In de doorlopende serie interviews met kopstukken uit de Amersfoortse cultuursector interviewde ik D66-wethouder Fatma Koser Kaya. Het werd een geanimeerd gesprek. Vreemd genoeg mag De Stadsbron, de lokale journalistieke site van Amersfoort, het interview niet promoten van Facebook, zo liet de redactie gisteren weten. Onduidelijk is waarom. Hier een fragment, het hele verhaal uiteraard op De Stadsbron:
‘Ik geloof niet in van bovenaf opleggen. Dan wordt het niet gedragen en dan wordt het ook ingewikkelder om te kiezen. Je uiteindelijke keuze moet wel gedragen worden. Dat vind ik heel belangrijk. ik ben ingehuurd door Amersfoort en ik wil dat Amersfoort een brede culturele sector heeft die gedragen en gezien wordt door de samenleving, en die past bij een groeiende stad.’
Hoeveel tijd heeft u daarvoor afgesproken? Vier jaar, acht jaar?

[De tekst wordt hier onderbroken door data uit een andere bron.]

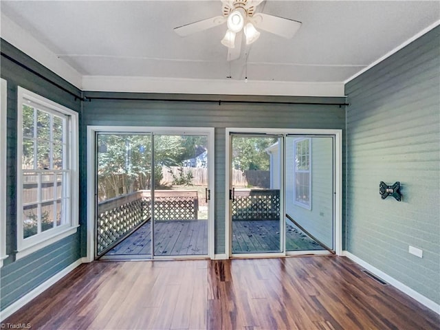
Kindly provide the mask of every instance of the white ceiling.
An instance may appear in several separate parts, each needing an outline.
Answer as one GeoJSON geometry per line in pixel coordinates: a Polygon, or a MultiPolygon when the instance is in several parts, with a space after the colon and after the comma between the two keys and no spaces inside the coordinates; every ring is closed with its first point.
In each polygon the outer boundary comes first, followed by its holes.
{"type": "MultiPolygon", "coordinates": [[[[221,14],[219,0],[1,6],[2,30],[6,16],[77,72],[82,85],[109,76],[243,81],[246,74],[249,81],[267,84],[343,83],[440,19],[438,1],[266,0],[258,11],[300,21],[301,28],[292,39],[261,31],[240,58],[228,62],[220,43],[226,25],[186,38],[173,30],[221,14]]],[[[2,37],[14,44],[19,32],[8,31],[2,37]]]]}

(Ze lacht luid) ‘Daar kan je niets over zeggen, want dat kan democratisch niet. Eerst wordt een Raad gekozen en daarna kom jij aan bod. Je gaan daar niet een voorschot op nemen. Dat vind ik echt niet kunnen, dus uw vraag aan mij is een hele foute!’
Die moet je zo nu en dan stellen. Maar er staat dus wel een stip aan de horizon voor over vier jaar?
Ja, daar ben ik voor ingehuurd.’
Dat er dan meer staat dan er nu staat?
‘Er staat nu al heel veel, alleen moet het versterkt worden, verbreed worden, en de toekomst invulling geven, zodat, of ik hier nu over vier jaar nog ben of niet, die trein wel op de rails is gezet, en dat het begint te rijden, en je weet waar je wilt uitkomen.’
De burgemeester heeft deze stad de meest gemiddelde…
(Slaat op tafel) ‘O, God…’
…stad van Nederland genoemd.
‘Jullie zijn ook niet vernieuwend, he.’
Ik hoorde hem pas net woensdag…
‘Wij zijn buitengewoon in gewoon zijn. We willen voorkomen dat je straks zelf weer iets als bestuur verzint wat helemaal niet gedragen wordt door de bevolking. Misschien zit dat in mijn DNA. Ik zit in een heel andere manier van politiek bedrijven. Het is niet: ‘Wij vragen, u draait’, maar ‘Hoe gaan we datgene wat de stad nodig vindt mogelijk maken’ en daar is inhoud altijd leidend in.’